La Cour de cassation publie un arrêt portant en apparence sur une question anodine : la remise par les greffes des ordonnances rendues par le juge des requêtes aux avocats. La publication s'explique sans doute pour la volonté de transmettre aux juges parfois un peu trop stricts des consignes de bon sens.
La règle sanctionnée est la suivante : lorsqu'il n'est pas fait droit à une requête (procédure non contradictoire aux termes de laquelle une partie peut demander au juge de prendre un certain nombre de mesures conservatoires), un appel peut être interjeté dans les 15 jours. Le point de départ de ce délai est le prononcé de l'ordonnance.
Cette ordonnance étant prononcée dans le secret du cabinet du juge, aucune publicité ne lui est cependant donnée autre que la remise "à la toque" (la boite aux lettres internes servant aux correspondances entre avocats et juridiction) de l'ordonnance rendant la décision. Cette "mise en boite" le jour même du prononcée est une présomption ; il incombe donc à l'avocat qui n'a pas trouvé dans ladite boite l'ordonnance, rendue à une date qui n'est pas toujours connue, de démontrer cette absence.
Probatio diabolica ! Il est naturellement impossible de démontrer directement cette absence puisque par nature, on ne prouve pas l'existence de ce qui n'existe pas (du moins, dans le monde du commun des mortels). L'avocat qui connaît son métier, inquiet de ne pas avoir reçu de réponse à la requête déposée, ne manquera donc d'interroger de manière régulière le greffe pour savoir ce qu'il en est. "Soeur Anne, ...."
En dépit de ses précautions, il n'est pas rare de n'obtenir du greffe une réponse "l'ordonnance est sur le bureau du président", sans autre précision, voire de ne pas obtenir de réponse du tout. Et de découvrir plusieurs semaines après, sans jamais en avoir été informé au préalable, ladite décision dans sa toque, datée de 3 ou 4 semaines. Hors délai d'appel donc.
C'est la mésaventure advenue à un requérant et son conseil. Celui-ci démontrait, courrier à l'appui, avoir écrit à plusieurs reprises au greffe, sans résultat. Ayant toutefois saisi la Cour (qui ne tente rien, n'a rien), celle-ci a balayé l'argument de l'impossibilité de démontrer une remise tardive, en relevant que les éléments produits (les courriers) ne suffisaient pas à détruire la présomption d'une remise au jour du prononcé.
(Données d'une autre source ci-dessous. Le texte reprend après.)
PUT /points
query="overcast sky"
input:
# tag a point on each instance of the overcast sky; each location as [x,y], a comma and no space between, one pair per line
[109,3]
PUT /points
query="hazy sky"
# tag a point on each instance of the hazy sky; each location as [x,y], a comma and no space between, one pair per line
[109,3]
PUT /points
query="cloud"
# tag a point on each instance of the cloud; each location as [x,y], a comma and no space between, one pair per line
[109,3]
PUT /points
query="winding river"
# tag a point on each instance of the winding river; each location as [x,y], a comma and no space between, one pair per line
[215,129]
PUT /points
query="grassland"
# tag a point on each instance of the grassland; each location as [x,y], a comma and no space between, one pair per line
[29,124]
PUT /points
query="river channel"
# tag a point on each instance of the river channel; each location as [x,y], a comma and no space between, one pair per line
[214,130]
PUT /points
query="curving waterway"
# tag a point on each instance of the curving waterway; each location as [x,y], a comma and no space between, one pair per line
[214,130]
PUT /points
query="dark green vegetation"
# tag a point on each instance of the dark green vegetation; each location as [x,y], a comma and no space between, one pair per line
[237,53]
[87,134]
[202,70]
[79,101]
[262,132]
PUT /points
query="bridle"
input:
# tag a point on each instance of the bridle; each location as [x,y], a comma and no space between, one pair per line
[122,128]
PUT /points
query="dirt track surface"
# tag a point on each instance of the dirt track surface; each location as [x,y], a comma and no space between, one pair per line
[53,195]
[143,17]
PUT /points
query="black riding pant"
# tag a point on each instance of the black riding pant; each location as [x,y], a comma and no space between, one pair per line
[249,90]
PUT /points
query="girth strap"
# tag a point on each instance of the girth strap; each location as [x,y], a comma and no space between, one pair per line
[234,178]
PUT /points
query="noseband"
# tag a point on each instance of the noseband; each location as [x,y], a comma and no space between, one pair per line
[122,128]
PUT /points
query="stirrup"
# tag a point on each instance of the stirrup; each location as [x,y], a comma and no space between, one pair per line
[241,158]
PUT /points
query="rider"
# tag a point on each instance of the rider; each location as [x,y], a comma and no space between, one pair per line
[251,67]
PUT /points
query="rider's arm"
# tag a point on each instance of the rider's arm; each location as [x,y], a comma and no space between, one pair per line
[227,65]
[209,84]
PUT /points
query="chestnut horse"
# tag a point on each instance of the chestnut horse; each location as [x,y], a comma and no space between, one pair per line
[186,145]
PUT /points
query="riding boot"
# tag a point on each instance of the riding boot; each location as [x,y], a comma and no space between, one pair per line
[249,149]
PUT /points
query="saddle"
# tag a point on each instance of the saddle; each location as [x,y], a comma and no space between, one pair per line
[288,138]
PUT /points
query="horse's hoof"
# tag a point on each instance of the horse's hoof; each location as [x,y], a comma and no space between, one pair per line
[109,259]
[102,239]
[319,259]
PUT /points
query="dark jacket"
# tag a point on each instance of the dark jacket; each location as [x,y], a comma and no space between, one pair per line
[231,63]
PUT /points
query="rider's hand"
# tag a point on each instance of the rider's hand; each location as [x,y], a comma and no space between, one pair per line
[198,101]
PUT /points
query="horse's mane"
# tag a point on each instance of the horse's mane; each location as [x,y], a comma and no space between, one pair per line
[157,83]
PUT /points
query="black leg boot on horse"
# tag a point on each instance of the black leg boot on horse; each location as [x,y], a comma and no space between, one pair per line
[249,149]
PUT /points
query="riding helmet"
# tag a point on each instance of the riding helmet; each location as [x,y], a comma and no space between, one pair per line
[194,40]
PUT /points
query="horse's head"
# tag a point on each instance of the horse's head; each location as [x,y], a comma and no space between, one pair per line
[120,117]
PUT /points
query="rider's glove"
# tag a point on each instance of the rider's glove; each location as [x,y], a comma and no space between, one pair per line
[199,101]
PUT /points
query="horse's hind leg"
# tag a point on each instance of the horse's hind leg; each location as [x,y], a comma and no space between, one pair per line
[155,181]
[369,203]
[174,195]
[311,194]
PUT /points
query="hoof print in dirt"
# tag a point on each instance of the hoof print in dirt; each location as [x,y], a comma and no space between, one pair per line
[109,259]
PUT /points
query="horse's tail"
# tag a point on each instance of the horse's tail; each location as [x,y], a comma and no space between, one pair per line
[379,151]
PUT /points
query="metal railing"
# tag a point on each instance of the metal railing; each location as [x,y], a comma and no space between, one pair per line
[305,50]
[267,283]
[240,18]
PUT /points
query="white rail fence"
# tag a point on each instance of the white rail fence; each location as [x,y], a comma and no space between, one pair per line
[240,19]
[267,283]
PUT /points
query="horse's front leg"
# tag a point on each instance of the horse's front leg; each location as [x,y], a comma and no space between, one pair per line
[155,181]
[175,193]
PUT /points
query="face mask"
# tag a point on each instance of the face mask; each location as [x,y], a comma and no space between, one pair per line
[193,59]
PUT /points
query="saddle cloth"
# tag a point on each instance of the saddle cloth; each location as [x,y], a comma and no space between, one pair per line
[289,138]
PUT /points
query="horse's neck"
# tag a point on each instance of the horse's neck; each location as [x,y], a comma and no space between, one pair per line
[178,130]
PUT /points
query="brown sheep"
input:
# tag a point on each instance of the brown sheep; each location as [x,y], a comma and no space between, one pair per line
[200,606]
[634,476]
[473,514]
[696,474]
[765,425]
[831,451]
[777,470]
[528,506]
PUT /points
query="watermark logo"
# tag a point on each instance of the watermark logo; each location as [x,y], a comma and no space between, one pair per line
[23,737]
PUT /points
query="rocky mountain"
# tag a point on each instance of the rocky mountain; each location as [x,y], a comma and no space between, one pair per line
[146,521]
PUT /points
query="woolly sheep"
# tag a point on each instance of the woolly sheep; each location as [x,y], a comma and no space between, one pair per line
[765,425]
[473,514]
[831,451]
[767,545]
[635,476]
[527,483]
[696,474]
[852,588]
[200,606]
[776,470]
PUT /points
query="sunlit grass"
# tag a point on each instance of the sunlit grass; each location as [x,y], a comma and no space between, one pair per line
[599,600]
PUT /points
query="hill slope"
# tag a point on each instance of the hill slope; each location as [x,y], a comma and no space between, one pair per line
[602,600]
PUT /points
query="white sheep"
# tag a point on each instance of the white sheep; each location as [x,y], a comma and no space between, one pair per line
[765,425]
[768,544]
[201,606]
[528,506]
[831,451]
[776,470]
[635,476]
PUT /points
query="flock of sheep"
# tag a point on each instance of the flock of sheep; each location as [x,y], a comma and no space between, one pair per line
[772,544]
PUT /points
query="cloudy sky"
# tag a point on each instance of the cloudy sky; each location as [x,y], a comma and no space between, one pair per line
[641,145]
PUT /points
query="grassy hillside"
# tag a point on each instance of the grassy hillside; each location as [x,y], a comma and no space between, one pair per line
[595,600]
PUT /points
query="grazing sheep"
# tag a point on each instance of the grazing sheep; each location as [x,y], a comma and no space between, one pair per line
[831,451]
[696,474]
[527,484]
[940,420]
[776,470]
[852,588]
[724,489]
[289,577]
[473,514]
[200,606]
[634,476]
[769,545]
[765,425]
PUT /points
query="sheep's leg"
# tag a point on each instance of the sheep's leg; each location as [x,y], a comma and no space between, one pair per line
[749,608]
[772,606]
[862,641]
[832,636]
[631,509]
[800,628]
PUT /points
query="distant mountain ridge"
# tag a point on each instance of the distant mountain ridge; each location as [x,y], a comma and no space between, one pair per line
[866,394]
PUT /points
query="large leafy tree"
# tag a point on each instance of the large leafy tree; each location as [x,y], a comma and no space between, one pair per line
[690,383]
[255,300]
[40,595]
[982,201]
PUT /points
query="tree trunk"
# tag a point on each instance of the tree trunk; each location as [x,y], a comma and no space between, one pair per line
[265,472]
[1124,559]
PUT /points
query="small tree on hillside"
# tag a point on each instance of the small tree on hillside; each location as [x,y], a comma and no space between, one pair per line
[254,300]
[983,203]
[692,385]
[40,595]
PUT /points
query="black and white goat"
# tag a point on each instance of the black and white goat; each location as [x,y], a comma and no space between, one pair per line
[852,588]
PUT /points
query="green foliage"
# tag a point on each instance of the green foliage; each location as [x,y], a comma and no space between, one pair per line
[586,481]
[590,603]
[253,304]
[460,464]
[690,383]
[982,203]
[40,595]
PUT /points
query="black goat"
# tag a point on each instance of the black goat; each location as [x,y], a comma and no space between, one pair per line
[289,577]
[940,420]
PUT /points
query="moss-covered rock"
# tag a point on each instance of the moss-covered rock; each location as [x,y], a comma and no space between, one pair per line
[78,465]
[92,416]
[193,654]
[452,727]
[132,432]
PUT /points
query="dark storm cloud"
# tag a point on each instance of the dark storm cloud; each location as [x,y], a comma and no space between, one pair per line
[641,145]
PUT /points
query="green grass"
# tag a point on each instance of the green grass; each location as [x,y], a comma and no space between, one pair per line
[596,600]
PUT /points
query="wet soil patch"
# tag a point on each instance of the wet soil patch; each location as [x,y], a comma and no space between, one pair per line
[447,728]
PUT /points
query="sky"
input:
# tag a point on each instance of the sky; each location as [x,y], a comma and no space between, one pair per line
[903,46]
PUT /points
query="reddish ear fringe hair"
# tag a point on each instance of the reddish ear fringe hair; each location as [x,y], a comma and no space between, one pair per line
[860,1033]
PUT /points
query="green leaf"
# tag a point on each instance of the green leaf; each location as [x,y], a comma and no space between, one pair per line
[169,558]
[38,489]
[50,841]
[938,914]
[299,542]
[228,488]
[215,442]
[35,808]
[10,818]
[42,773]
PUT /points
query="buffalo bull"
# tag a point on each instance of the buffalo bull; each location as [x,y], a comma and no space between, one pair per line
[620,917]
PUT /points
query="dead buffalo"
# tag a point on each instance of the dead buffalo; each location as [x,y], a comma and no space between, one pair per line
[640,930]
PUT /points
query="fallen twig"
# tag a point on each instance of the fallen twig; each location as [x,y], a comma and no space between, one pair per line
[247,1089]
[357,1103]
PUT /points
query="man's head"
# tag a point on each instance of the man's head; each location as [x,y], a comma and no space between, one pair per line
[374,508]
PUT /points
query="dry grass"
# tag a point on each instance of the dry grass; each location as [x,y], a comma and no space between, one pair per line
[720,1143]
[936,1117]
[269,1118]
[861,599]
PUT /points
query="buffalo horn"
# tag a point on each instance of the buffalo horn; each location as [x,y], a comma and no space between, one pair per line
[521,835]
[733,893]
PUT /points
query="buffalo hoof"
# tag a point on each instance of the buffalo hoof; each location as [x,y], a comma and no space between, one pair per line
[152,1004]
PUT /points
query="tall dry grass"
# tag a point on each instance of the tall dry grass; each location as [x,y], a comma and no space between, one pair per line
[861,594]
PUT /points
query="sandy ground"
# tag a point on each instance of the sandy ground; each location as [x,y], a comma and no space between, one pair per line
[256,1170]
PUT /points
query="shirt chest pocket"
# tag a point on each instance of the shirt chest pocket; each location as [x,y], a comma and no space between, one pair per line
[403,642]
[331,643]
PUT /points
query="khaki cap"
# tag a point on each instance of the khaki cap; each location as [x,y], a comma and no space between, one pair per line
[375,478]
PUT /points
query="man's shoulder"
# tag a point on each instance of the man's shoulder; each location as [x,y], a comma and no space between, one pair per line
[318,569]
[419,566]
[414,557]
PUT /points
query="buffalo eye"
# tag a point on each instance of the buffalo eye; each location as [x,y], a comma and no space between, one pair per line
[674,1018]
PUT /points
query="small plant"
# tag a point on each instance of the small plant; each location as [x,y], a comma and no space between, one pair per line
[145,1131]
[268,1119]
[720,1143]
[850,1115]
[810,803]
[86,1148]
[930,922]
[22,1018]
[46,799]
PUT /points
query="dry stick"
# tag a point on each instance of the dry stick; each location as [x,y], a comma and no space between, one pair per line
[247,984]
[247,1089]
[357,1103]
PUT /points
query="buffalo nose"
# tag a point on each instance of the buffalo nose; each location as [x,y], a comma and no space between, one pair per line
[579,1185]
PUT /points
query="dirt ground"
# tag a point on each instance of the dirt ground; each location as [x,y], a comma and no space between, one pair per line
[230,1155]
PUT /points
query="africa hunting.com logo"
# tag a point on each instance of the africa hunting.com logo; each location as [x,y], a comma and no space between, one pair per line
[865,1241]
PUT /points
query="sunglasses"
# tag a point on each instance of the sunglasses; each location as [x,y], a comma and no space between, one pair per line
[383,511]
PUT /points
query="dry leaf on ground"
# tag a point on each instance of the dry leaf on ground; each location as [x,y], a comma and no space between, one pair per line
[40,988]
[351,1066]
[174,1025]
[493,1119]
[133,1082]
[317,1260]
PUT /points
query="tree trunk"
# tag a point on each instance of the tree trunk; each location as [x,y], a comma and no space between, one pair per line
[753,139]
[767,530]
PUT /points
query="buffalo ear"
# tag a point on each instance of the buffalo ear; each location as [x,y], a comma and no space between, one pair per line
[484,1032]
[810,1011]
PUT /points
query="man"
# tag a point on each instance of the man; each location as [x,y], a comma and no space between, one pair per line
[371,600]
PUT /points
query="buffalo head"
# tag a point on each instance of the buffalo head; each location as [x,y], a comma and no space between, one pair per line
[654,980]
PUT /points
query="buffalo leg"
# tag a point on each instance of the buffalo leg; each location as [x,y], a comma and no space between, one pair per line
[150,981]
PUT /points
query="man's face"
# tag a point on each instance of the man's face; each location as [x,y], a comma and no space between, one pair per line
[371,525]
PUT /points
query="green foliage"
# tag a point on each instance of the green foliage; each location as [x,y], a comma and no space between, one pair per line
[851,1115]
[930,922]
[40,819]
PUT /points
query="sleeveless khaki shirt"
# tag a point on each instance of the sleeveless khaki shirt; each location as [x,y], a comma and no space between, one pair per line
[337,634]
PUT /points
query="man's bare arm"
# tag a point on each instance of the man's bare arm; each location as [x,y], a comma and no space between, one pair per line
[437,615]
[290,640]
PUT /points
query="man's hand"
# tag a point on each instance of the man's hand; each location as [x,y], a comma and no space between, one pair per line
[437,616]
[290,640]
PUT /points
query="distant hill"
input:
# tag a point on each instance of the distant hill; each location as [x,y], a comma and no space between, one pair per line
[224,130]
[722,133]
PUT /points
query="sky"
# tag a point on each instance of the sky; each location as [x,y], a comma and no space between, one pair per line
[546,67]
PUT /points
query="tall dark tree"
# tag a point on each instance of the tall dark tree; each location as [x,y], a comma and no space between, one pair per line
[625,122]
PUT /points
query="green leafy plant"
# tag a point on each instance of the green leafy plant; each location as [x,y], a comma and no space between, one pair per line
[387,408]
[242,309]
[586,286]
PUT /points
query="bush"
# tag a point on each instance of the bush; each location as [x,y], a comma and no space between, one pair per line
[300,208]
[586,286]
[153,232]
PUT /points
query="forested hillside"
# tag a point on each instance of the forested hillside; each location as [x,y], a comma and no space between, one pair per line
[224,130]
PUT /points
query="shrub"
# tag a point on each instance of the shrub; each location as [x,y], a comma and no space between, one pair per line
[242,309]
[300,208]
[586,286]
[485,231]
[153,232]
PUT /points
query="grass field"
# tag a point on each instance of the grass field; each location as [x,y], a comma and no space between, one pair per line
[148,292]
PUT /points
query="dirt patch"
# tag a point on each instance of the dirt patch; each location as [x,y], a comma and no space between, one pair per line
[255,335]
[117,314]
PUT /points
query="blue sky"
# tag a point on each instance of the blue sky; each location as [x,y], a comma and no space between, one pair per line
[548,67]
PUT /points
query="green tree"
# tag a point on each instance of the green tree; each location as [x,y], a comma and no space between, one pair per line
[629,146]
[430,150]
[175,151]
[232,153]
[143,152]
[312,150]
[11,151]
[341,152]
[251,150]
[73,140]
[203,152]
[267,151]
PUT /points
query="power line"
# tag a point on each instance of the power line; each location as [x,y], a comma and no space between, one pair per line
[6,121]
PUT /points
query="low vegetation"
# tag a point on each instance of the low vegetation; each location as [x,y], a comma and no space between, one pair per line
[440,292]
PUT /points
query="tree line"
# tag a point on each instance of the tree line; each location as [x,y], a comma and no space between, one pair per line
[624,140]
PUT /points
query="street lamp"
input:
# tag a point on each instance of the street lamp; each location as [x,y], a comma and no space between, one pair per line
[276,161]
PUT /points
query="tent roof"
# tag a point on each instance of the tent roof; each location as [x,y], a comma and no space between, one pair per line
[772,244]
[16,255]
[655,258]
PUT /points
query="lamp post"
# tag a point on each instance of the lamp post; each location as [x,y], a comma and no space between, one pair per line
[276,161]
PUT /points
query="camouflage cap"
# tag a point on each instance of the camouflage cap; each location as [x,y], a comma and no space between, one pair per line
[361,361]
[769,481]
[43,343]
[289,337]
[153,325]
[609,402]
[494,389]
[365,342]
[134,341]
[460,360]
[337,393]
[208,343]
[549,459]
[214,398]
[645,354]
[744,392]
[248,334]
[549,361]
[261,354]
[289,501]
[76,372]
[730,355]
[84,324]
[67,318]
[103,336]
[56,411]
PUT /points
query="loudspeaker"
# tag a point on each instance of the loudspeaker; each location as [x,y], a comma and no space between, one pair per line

Fort heureusement, dans le courant d'une approche plus souple du carcan de la procédure civile, la Cour de cassation censure la cour en rappelant que la présomption d'une remise est une présomption simple, que la production par l'avocat des courriers de relance du greffe (et en creux l'absence de toute réponse) suffisait à démontrer l'absence de connaissance (Civ. 2ème, 28 mars 2024, n° 22-11.631)
Cette décision est à rapprocher d'une décision du même jour qui promeut une vision moins stricte de la notion de "demande accessoire" et de "demande visant aux mêmes fins" (n° 22-13.419)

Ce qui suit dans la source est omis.